Blogger: Lyn Robison
In Burton Group’s recent “2010 Planning Guide: Data Management Strategies” paper, I said, “the data management foundation that [relational] DBMSs provide is not adequate for all of the needs of modern enterprises.” Clearly, I believe the era in which enterprises use relational database servers to store all of their data is nearing an end.
Today I listened to a briefing from a company that is betting its future on “internet-scale data processing” which Hadoop offers. I imagine that this company will do fine, but it appears to me that Hadoop and NoSQL databases will not supplant relational database servers in enterprises until there are clear standards for client data access and processing. The widespread adoption of Structured Query Language is largely what made relational databases so popular. SQL made it possible for clients (both humans and software applications) to easily process and retrieve data in relational data stores. Until we see the widespread adoption of some programming metaphor or language for client data access and data processing in the NoSQL world, NoSQL databases are likely to remain niche products.

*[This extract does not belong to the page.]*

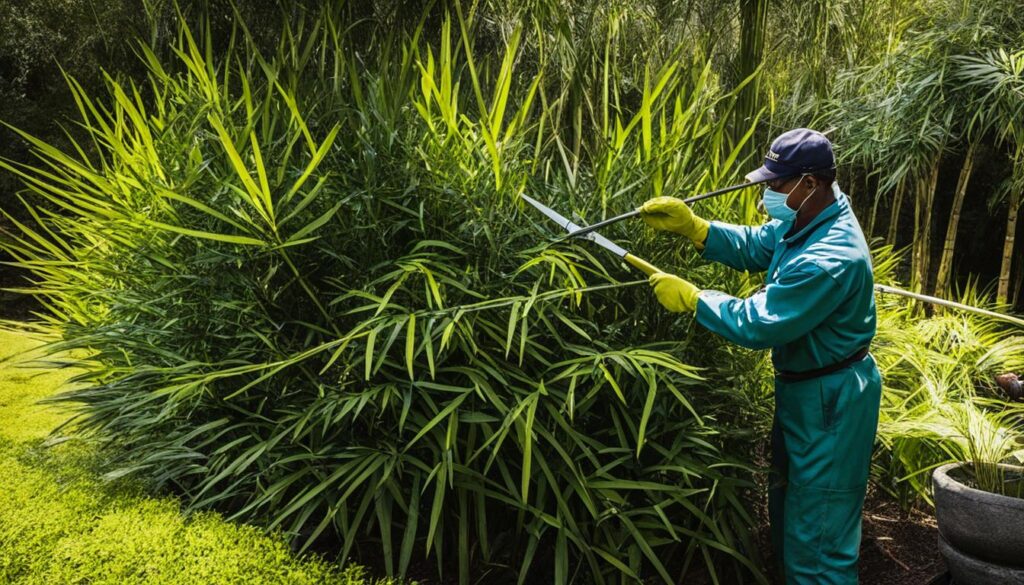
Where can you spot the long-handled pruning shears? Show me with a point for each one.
(635, 212)
(643, 265)
(589, 233)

Does this mean that enterprises are stuck forever in the relational-only world of DBMSs? Not necessarily, because in the NoSQL world there is no equivalent to SQL … except, of course, XQuery.

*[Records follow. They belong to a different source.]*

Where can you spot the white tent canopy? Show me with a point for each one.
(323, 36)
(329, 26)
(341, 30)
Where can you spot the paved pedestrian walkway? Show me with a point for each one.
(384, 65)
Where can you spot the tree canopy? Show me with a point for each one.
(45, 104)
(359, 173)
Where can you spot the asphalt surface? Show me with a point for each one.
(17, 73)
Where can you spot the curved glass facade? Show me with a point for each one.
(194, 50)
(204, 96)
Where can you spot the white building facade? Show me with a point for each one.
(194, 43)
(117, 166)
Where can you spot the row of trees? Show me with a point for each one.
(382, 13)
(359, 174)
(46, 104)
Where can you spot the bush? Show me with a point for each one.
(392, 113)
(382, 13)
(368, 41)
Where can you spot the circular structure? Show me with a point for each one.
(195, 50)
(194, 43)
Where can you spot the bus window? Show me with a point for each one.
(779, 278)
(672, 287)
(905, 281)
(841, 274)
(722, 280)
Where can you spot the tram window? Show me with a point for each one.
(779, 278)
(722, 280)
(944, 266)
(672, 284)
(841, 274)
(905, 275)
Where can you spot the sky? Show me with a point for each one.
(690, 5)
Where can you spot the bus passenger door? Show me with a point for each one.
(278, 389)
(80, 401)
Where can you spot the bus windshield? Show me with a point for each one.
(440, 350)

XQuery is poised to do for XML databases what SQL did for relational databases. Using XQuery, clients (both humans and software applications) can easily process and retrieve data in XML data stores. This means that developers can use XQuery with their favorite object-oriented programming language to build XML-based applications. Application developers now have a choice for their data storage needs that enables them to select the meta-model that best fits their data. The relational meta-model is best for tabular, structured data, while the XML meta-model is best for document-centric, semi-structured data.
Like I said, developers can use object-oriented programming languages with XQuery to build XML-based applications –- that is, if they want to build those XML-based applications the wrong way and write a bunch of unnecessary software. In one vital sense, XML data is fundamentally more powerful than relational data: XML data does not need to be instantiated as objects in OO code in order to be processed and presented to users. Instead, XML data can be decorated and enriched with tags, and these tags can be processed and understood by software that enterprise IT groups do not have to write. If an enterprise’s data is in XML, lots of off-the-shelf, well-tested, well-proven, enterprise-ready software packages can process, display, and edit that data.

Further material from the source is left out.